HOMEWRECKER

Producers:  Precious Chong, Lex Emanuel, Alex Essoe, Zach Gayne, Josh Mandel, Kyra Rogers and Ben Umstead   Director: Zach Gayne   Screenplay:  Precious Chong and Alex Essoe   Cast: Alex Essoe, Precious Chong, Kris Siddiqi, Anthony Matthew, Christopher Roche, Courtney Gayne, Lexi Gayne and Jeanie Celleja   Distributor: Dark Star Pictures and Uncork’d Entertainment

Grade:  D

A viewer looking for a movie that’s basically a prolonged comic catfight—if there should be anyone like that—is directed to Zach Gayne’s directorial debut, which presumably wants to say something about the fragility of female solidarity but winds up as nothing more than a violent farce based on that old standby, a romantic triangle, though in this instance one of the players is clearly demented. 

Co-written by its stars, “Homewrecker” begins by introducing Michelle (Alex Essoe) and Lynda (Precious Chong) at an exercise class.  Dark-haired, married Michelle is a serious-minded interior decorator and blonde Lynda a flightier motor-mouth who follows her into a coffee bar where she opens her laptop to work.   But Lynda won’t have it; chattering on, she tells Michelle, always looking for a job, that she’s in the market to have her house redone, and invites her to drive there with her to check out the space. 
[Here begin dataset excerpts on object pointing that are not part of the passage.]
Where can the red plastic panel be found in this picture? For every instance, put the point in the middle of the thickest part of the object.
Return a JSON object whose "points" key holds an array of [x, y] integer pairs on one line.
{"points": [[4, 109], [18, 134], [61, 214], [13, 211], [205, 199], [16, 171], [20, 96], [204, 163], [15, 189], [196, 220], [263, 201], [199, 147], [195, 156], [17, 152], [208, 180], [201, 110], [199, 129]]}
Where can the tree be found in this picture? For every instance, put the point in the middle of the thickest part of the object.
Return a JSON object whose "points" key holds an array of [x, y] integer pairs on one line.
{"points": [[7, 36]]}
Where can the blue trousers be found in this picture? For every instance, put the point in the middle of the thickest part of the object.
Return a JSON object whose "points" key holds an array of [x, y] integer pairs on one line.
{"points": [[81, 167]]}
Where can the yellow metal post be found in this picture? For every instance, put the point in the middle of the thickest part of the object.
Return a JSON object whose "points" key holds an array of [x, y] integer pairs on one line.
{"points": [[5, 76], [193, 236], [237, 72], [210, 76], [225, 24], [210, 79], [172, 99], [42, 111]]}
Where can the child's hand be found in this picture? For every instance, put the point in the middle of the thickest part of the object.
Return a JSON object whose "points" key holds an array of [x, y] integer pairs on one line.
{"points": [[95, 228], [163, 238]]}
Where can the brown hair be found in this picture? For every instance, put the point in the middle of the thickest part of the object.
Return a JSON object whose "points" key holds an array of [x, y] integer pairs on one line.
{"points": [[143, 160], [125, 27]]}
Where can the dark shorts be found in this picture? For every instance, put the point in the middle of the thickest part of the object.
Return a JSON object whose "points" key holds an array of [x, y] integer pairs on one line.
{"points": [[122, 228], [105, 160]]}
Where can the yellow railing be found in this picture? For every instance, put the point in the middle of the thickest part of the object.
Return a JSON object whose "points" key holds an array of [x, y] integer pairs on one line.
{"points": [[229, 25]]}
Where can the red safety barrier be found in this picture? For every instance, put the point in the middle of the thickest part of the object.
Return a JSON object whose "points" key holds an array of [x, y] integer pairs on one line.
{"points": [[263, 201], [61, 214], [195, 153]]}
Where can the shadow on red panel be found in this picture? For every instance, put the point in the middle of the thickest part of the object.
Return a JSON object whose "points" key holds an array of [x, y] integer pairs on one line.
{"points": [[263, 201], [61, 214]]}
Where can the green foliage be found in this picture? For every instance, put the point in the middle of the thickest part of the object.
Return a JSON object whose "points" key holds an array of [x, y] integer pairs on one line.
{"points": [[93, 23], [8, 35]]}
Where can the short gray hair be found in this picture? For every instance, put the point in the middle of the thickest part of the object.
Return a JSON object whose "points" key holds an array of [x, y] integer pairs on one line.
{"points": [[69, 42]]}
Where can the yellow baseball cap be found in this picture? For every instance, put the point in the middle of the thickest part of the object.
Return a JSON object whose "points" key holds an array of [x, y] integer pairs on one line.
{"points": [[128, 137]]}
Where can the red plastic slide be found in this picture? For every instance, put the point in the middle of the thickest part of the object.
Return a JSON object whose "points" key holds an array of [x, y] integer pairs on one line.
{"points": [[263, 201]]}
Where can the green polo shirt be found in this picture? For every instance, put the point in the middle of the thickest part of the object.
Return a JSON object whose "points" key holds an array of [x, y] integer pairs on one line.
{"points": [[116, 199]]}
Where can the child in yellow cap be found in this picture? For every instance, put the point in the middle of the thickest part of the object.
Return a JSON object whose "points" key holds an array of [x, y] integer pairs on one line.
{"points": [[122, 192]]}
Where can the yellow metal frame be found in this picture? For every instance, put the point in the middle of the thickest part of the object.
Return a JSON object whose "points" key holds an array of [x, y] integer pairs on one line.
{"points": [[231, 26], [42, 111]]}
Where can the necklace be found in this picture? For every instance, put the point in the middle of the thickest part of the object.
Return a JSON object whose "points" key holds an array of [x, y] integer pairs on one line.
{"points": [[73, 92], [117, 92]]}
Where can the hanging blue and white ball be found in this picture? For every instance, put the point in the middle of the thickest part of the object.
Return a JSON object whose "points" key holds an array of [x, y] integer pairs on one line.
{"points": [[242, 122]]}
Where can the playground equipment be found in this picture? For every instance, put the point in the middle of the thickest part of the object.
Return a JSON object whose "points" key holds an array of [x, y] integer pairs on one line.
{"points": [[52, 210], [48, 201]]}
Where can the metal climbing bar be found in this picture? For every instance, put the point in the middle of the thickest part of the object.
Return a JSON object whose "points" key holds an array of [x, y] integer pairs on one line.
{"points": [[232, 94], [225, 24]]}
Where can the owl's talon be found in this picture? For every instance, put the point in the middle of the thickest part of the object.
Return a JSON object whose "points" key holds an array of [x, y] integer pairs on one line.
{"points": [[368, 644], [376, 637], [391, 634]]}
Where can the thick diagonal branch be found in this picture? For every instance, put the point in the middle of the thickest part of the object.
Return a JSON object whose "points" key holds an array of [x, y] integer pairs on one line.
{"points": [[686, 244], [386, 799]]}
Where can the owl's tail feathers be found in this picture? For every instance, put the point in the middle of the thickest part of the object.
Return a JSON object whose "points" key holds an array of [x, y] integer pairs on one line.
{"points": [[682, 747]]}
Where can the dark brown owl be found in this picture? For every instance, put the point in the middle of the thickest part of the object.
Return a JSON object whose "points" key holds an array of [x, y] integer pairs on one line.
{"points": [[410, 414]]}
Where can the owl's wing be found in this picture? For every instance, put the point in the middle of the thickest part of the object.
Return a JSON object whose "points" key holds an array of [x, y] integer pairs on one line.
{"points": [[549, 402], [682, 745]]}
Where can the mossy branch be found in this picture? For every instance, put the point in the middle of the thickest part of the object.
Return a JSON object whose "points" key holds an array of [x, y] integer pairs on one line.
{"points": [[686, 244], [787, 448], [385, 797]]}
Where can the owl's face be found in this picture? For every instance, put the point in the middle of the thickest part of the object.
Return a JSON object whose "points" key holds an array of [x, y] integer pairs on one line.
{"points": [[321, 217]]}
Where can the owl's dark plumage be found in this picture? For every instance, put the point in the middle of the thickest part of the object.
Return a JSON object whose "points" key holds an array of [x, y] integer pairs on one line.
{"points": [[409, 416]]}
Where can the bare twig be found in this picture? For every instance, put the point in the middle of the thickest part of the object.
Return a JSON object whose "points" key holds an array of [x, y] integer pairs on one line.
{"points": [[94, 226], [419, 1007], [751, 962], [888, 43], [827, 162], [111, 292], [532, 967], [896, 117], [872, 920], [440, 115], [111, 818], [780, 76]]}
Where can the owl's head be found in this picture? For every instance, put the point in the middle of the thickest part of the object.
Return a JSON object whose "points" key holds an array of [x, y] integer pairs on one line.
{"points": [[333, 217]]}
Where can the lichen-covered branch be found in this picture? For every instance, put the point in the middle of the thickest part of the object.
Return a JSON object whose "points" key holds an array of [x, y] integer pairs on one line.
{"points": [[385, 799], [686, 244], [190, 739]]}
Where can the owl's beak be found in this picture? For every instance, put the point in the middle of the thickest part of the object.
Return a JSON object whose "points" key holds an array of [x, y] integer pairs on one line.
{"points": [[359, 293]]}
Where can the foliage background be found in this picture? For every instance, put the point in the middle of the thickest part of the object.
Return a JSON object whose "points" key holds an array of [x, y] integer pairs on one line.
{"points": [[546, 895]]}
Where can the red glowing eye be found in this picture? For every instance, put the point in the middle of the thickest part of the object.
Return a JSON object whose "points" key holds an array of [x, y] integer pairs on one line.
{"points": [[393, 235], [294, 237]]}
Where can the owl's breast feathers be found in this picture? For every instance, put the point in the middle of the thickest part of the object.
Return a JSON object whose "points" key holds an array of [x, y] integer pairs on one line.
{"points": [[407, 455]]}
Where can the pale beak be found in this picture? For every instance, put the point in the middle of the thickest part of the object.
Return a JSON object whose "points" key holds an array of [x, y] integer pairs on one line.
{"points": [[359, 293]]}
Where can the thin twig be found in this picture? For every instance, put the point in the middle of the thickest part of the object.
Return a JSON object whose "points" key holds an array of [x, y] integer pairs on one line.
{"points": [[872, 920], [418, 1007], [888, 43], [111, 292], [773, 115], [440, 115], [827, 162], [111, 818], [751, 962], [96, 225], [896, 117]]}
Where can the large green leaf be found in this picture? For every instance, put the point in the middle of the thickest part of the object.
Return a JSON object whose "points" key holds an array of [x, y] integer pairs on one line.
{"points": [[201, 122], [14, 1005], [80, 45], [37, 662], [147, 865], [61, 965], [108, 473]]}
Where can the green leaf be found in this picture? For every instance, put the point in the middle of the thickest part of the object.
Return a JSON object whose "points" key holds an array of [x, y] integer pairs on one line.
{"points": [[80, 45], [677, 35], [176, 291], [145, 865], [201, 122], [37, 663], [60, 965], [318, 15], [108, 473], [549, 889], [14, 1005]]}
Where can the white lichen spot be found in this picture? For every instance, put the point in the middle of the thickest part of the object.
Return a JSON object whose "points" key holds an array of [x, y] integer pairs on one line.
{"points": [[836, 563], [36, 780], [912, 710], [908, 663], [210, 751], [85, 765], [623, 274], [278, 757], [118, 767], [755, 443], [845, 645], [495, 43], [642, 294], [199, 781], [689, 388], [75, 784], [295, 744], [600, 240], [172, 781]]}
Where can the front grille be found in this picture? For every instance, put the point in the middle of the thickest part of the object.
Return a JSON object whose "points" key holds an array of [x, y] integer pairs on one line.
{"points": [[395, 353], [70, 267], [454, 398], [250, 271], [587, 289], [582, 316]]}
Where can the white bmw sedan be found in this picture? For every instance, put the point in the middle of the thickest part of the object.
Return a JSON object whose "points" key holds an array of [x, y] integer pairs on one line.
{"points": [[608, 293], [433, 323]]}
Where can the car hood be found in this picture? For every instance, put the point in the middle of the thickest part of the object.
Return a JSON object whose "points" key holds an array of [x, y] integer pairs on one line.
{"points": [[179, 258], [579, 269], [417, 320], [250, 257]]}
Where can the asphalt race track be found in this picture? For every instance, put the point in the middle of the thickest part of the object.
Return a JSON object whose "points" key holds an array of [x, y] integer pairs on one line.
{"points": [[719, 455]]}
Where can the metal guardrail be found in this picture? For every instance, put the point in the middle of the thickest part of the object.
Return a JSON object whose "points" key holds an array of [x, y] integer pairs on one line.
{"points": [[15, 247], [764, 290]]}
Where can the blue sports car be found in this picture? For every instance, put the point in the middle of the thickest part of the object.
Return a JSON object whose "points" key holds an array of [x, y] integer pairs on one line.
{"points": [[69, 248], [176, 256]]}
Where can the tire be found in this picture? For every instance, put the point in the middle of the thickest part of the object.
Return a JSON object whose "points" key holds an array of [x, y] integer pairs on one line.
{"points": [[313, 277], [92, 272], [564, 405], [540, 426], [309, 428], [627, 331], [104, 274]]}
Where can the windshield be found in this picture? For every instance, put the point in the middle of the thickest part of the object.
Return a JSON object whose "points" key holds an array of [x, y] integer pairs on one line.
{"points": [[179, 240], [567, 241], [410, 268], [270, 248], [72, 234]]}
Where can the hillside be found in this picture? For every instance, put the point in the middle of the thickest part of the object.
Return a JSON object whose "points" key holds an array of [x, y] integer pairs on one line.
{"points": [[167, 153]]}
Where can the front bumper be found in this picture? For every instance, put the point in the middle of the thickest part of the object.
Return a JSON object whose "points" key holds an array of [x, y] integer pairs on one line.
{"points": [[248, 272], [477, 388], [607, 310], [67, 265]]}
Once they get there, however, it quickly becomes clear that Lynda’s bonkers.  She rambles on about her high school days, insists that the two play a video game involving “party hunks,” and asks intrusive questions about Michelle’s home life.  When Michelle tries to leave, Lynda will have none of it, resorting to force to keep her captive.  It will eventually be revealed why with the arrival of her boyfriend (Kris Siddiqi).

Most of the running-time is devoted to repeated attempts by Michelle to escape, only to be foiled each time and treated ever more brutally.  The recurrent battles are, one supposes, meant to be amusing, but they’re too nasty to be amusing while not well-enough choreographed or shot (by Delaney Siren) to be genuinely compelling.  The repetitiveness of it all is exacerbated by the scattershot editing (by Gayne and Gary Chan), which makes the string of episodes boring as well  Despite running well under ninety minutes, the picture drags badly, despite the efforts of composer Dough Martsch to perk it up.  

There’s some modest compensation in the garish look of the movie, in which Chong (as art director) seems to have played a prominent role, but it doesn’t make up for her screechy, one-note on-screen performance. Essoe is more subdued as the victimized Michelle, but she can’t make the character seem anything less than a dippy dumbbell.  “Homewrecker” is essentially a two-hander, though Kris Siddiqi shows up toward the close to prove that the women don’t hold a monopoly on mediocre acting.

Though it’s proverbially said that brevity is the soul of wit, the fact that “Homewrecker” is short doesn’t keep it from being silly, unpleasant and dull.